Hanson is a marvelous writer, he makes his passion for the natural world quite
compelling. I found myself totally involved in the story of a fossilized
wing being used in a debate on evolution. And he doesn’t stop with the
original owners of the feathers using them; he takes the book on to show how
man has benefited from fly fishing to downy pillows. Just think of the
abuse a feather must endure, sub zero temperatures and ferocious winds for the
Penguin in Antarctica. Or the way a Pelican’s feathers must let it dive
into the frigid waters of the Pacific then erupt from the waves to rise into
the sky. Feathers are pretty remarkable. And hearing about feathers from
Thor is like sitting down for a lively chat with a particularly bright
friend. This is a very entertaining and interesting book.
Feathers are an evolutionary marvel: Aerodynamic, insulating, beguiling. They date back more than 100 million years.

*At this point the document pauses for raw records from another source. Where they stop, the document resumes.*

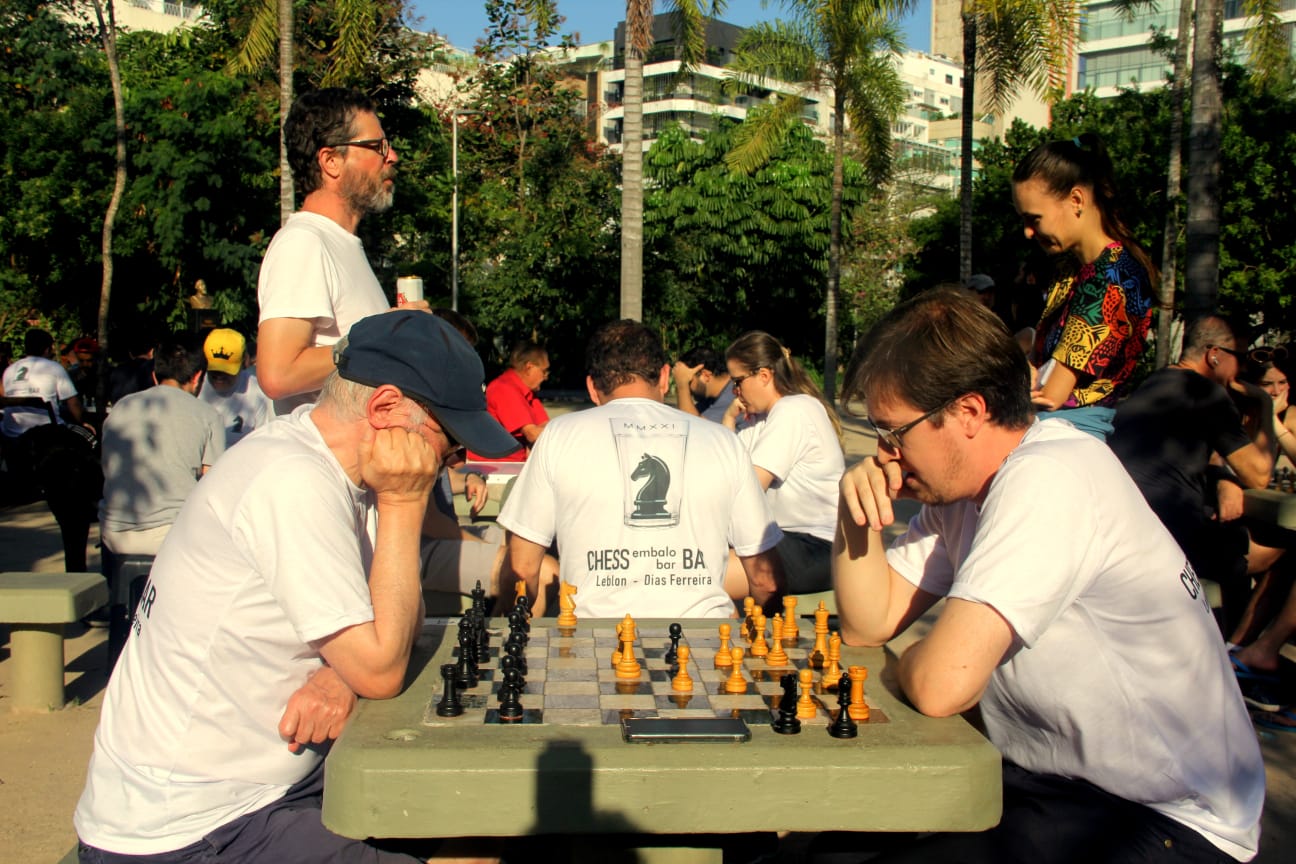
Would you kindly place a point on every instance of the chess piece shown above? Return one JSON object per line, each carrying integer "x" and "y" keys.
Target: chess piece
{"x": 735, "y": 683}
{"x": 791, "y": 634}
{"x": 819, "y": 653}
{"x": 515, "y": 652}
{"x": 776, "y": 656}
{"x": 806, "y": 709}
{"x": 567, "y": 605}
{"x": 682, "y": 682}
{"x": 677, "y": 632}
{"x": 832, "y": 669}
{"x": 787, "y": 722}
{"x": 627, "y": 666}
{"x": 758, "y": 645}
{"x": 723, "y": 658}
{"x": 858, "y": 707}
{"x": 450, "y": 706}
{"x": 844, "y": 726}
{"x": 509, "y": 697}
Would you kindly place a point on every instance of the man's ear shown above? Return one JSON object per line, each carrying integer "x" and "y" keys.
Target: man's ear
{"x": 971, "y": 413}
{"x": 381, "y": 408}
{"x": 329, "y": 161}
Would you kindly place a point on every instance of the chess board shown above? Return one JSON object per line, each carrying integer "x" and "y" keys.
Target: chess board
{"x": 570, "y": 680}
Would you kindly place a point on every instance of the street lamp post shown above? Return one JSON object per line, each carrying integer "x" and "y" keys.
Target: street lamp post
{"x": 454, "y": 204}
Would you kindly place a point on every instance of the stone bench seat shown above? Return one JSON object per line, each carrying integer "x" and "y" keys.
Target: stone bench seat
{"x": 36, "y": 606}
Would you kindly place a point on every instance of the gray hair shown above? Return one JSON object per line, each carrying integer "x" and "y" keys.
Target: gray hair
{"x": 345, "y": 399}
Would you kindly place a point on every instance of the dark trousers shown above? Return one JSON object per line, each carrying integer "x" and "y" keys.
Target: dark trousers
{"x": 1056, "y": 820}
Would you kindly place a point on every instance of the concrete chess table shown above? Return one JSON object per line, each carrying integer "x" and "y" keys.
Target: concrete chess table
{"x": 399, "y": 771}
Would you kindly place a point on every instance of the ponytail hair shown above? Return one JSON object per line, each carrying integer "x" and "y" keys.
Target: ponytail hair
{"x": 1082, "y": 161}
{"x": 758, "y": 350}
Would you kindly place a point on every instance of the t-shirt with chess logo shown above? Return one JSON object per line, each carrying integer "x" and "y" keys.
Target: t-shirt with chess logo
{"x": 36, "y": 377}
{"x": 1117, "y": 674}
{"x": 644, "y": 501}
{"x": 316, "y": 270}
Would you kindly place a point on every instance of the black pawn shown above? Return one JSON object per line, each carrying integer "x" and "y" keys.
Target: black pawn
{"x": 673, "y": 652}
{"x": 507, "y": 663}
{"x": 509, "y": 706}
{"x": 478, "y": 596}
{"x": 515, "y": 652}
{"x": 844, "y": 727}
{"x": 787, "y": 722}
{"x": 450, "y": 706}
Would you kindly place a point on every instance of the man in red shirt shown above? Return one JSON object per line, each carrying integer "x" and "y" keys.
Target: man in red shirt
{"x": 511, "y": 398}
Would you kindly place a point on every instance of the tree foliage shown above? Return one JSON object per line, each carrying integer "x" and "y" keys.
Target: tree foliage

Yet their story has never been fully told.
In Feathers, biologist Thor Hanson details a sweeping natural history, as feathers have been used to fly, protect, attract, and adorn through time and place. Applying the research of paleontologists, ornithologists, biologists, engineers, and even art historians, Hanson asks: What are feathers? How did they evolve? What do they mean to us?

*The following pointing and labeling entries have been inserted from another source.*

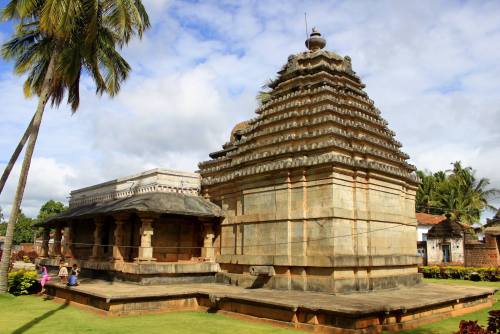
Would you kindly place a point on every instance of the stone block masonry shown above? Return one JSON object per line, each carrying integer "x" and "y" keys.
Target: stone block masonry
{"x": 315, "y": 186}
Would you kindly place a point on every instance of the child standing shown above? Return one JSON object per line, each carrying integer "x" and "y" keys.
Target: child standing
{"x": 63, "y": 272}
{"x": 73, "y": 278}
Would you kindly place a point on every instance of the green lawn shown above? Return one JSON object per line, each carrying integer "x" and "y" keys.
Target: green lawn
{"x": 30, "y": 314}
{"x": 450, "y": 325}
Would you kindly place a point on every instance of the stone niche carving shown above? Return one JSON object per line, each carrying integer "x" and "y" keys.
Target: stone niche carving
{"x": 316, "y": 189}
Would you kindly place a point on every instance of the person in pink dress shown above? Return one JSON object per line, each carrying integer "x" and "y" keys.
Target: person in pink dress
{"x": 45, "y": 276}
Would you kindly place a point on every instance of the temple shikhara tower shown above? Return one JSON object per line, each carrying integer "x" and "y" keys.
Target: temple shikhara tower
{"x": 313, "y": 194}
{"x": 316, "y": 192}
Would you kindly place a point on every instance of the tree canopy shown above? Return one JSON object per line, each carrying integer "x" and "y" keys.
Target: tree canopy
{"x": 23, "y": 230}
{"x": 456, "y": 191}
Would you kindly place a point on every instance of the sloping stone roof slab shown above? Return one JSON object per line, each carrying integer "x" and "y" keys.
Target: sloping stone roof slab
{"x": 160, "y": 203}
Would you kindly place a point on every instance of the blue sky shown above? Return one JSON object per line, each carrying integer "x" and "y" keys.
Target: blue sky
{"x": 431, "y": 67}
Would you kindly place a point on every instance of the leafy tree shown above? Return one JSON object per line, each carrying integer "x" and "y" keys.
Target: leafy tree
{"x": 456, "y": 191}
{"x": 54, "y": 43}
{"x": 49, "y": 209}
{"x": 23, "y": 231}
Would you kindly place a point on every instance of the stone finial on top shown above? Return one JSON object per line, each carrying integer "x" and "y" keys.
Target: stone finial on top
{"x": 315, "y": 41}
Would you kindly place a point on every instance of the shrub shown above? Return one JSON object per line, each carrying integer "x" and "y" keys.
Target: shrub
{"x": 494, "y": 321}
{"x": 471, "y": 327}
{"x": 466, "y": 273}
{"x": 23, "y": 282}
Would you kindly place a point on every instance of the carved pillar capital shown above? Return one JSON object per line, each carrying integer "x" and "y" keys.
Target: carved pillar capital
{"x": 208, "y": 251}
{"x": 97, "y": 248}
{"x": 57, "y": 241}
{"x": 68, "y": 240}
{"x": 146, "y": 232}
{"x": 45, "y": 242}
{"x": 120, "y": 220}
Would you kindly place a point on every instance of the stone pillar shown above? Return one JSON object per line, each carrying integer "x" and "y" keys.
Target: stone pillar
{"x": 146, "y": 248}
{"x": 97, "y": 248}
{"x": 57, "y": 242}
{"x": 68, "y": 241}
{"x": 208, "y": 251}
{"x": 45, "y": 242}
{"x": 118, "y": 234}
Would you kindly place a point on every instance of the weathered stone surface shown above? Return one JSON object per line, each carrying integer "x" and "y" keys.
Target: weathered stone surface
{"x": 390, "y": 310}
{"x": 315, "y": 180}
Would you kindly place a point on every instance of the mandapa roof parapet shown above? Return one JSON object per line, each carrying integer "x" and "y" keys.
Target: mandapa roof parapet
{"x": 317, "y": 114}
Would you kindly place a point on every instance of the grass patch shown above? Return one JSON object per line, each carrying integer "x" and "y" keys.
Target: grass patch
{"x": 31, "y": 314}
{"x": 450, "y": 325}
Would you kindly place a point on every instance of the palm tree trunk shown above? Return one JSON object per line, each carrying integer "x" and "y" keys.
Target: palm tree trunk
{"x": 15, "y": 155}
{"x": 37, "y": 119}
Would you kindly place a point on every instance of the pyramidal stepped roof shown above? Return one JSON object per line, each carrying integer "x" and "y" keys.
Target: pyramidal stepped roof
{"x": 317, "y": 113}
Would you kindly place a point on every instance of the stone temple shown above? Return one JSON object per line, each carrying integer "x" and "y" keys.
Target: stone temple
{"x": 310, "y": 200}
{"x": 315, "y": 187}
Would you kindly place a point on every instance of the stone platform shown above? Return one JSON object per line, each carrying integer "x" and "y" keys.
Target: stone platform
{"x": 373, "y": 312}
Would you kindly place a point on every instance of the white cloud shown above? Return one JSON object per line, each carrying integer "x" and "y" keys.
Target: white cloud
{"x": 431, "y": 67}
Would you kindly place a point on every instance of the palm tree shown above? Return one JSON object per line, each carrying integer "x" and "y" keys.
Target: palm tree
{"x": 463, "y": 195}
{"x": 55, "y": 41}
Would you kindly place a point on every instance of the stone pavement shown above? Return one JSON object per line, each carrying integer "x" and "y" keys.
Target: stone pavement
{"x": 354, "y": 304}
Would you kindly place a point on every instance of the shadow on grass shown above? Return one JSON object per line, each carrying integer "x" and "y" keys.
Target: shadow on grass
{"x": 39, "y": 319}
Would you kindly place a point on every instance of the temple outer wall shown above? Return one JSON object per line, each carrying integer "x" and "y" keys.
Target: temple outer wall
{"x": 321, "y": 229}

Engineers call feathers the most efficient insulating material ever discovered, and they are at the root of biology's most enduring debate. They silence the flight of owls and keep penguins dry below the ice. They have decorated queens, jesters, and priests. And they have inked documents from the Constitution to the novels of Jane Austen.
Feathers is a captivating and beautiful exploration of this most enchanting object.